Site information
- Type: Royal Air Force station
- Code: IL
- Owner: Air Ministry
- Operator: Royal Air Force
- Controlled by: RAF Fighter Command * No. 9 Group RAF * No. 81 (OTU) Group RAF

Location
- RAF Milfield Shown within Northumberland
- Coordinates: 55°35′26″N 2°5′14″W﻿ / ﻿55.59056°N 2.08722°W

Site history
- Built: 1917 & 1942
- In use: 1917 - Unknown August 1942 - February 1946
- Battles/wars: European theatre of World War II

Airfield information
- Elevation: 150 feet (46 m) AMSL
Runways
| Direction | Length and surface |
| 00/00 | Concrete |
| 00/00 | Concrete |
| 00/00 | Concrete |

= RAF Milfield =

Royal Air Force station located near Milfield, Northumberland, England

Royal Air Force Milfield or more simply RAF Milfield is a former Royal Air Force station which operated during the Second World War, located near Milfield, Northumberland, England.

==History==
The airfield opened on 26 January 1942, hosting No. 59 Operational Training Unit RAF, a fighter training unit, later joined by the Specialised Low Attack Instructors School RAF. The OTU trained ground-attack pilots for the Hawker Typhoon.

In January 1944, both units were disbanded and merged to become the Fighter Leaders School RAF. That specialised in training officers in commanding ground attack units, with a focus on the skills which would be needed to lead close support operations from front-line airfields in Europe.

No. 56 Operational Training Unit RAF operated from Milfield from January 1945 onwards, training replacement Hawker Tempest pilots for Second Tactical Air Force in Europe. That continued to operate until 14 February 1946, when it was disbanded and RAF Milfield closed.

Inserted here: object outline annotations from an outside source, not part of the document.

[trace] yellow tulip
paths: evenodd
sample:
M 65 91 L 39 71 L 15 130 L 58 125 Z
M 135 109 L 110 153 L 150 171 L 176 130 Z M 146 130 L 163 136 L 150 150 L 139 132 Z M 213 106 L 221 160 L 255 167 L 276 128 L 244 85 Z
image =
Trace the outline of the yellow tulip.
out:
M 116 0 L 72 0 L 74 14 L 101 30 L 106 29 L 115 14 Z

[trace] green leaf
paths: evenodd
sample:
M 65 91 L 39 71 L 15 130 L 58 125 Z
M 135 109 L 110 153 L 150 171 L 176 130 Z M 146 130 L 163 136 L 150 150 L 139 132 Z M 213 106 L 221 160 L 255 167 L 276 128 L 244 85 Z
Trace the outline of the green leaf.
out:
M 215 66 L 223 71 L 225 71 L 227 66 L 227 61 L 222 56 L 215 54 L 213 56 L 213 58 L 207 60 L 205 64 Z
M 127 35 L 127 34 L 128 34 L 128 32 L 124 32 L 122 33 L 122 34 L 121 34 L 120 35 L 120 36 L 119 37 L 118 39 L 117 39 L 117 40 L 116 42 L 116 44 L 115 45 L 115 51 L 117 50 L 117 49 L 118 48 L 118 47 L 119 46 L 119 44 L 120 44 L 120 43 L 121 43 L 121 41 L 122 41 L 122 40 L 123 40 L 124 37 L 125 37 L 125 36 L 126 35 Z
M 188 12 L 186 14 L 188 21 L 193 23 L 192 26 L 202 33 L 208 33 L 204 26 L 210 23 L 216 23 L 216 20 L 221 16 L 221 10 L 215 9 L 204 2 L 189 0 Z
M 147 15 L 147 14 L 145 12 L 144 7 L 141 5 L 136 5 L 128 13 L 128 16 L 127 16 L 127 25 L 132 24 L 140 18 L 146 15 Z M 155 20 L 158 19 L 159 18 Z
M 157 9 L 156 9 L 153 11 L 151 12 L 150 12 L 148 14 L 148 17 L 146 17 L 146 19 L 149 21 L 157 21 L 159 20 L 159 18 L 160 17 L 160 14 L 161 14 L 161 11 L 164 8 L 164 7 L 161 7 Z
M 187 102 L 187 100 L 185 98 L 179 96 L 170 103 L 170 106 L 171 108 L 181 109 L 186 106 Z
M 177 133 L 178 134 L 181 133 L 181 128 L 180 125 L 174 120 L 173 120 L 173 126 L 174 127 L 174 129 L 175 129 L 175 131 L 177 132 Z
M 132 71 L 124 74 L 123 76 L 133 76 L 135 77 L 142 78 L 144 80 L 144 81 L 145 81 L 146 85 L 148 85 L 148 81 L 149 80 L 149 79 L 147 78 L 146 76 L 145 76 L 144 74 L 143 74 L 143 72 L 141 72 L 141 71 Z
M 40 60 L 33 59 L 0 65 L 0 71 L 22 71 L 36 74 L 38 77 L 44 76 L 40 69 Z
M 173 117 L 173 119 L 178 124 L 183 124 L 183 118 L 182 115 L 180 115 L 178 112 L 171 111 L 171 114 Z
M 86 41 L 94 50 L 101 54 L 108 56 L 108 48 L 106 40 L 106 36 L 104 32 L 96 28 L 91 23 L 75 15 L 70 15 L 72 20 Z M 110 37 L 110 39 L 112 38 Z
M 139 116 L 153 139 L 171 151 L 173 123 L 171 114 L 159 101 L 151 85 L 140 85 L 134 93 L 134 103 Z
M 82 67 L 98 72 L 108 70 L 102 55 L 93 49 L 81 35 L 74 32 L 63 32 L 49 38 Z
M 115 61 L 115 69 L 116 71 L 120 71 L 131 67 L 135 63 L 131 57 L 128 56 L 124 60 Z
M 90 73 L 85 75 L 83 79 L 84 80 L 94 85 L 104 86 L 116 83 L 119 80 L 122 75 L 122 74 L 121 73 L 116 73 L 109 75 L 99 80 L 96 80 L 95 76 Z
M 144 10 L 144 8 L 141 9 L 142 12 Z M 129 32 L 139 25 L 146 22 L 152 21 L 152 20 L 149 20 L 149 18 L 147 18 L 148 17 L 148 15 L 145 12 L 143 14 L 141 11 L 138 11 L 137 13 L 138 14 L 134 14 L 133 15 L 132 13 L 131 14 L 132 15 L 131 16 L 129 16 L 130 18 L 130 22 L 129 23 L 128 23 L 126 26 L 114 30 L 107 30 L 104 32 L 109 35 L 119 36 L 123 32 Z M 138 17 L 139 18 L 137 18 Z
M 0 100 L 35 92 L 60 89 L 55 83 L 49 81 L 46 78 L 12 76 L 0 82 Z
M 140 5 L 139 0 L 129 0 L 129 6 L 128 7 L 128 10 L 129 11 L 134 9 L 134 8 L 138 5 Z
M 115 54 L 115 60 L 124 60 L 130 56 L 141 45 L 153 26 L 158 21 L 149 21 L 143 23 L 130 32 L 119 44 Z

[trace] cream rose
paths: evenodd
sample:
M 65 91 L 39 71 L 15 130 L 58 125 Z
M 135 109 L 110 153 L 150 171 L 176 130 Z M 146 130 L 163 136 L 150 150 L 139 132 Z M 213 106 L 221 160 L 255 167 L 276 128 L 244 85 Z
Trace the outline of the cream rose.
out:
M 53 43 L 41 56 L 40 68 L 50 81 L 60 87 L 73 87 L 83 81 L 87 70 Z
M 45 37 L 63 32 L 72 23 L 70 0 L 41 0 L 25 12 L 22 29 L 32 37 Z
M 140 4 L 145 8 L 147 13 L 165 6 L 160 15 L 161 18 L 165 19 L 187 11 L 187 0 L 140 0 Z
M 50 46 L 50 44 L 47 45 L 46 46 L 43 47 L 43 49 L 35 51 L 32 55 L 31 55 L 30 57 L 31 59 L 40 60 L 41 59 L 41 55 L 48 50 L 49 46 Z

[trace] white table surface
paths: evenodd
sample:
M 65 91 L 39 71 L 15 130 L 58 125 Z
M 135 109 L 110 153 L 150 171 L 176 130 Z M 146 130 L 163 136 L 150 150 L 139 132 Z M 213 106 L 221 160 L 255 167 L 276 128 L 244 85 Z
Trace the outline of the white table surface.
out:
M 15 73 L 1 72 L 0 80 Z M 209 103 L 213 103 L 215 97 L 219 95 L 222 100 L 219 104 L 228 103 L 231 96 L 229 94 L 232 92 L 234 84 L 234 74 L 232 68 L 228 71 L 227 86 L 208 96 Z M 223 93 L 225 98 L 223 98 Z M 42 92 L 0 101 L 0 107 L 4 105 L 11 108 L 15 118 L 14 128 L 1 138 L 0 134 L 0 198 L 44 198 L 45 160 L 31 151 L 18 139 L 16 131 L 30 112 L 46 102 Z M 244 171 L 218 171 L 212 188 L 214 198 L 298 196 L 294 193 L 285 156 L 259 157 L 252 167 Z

The following units were based at RAF Milfield at some point:
- No. 77 Squadron RAF
- No. 183 Squadron RAF
- No. 184 Squadron RAF
- Day Fighter Development Wing RAF

==Post war use==

After the RAF had departed, some of the outlying buildings at the site were converted into housing. The central airfield continued in use by the Borders Gliding Club until the mid-1970s, and was briefly used by Air Anglia for regional flights in 1977-78.

The Borders Gliding Club moved back to Milfield in 1992 by which time the remaining part of the airfield had been levelled and grassed over.

The site now contains a food-processing facility and sawmill, as well as a former sand and gravel quarry operated by Tarmac Limited.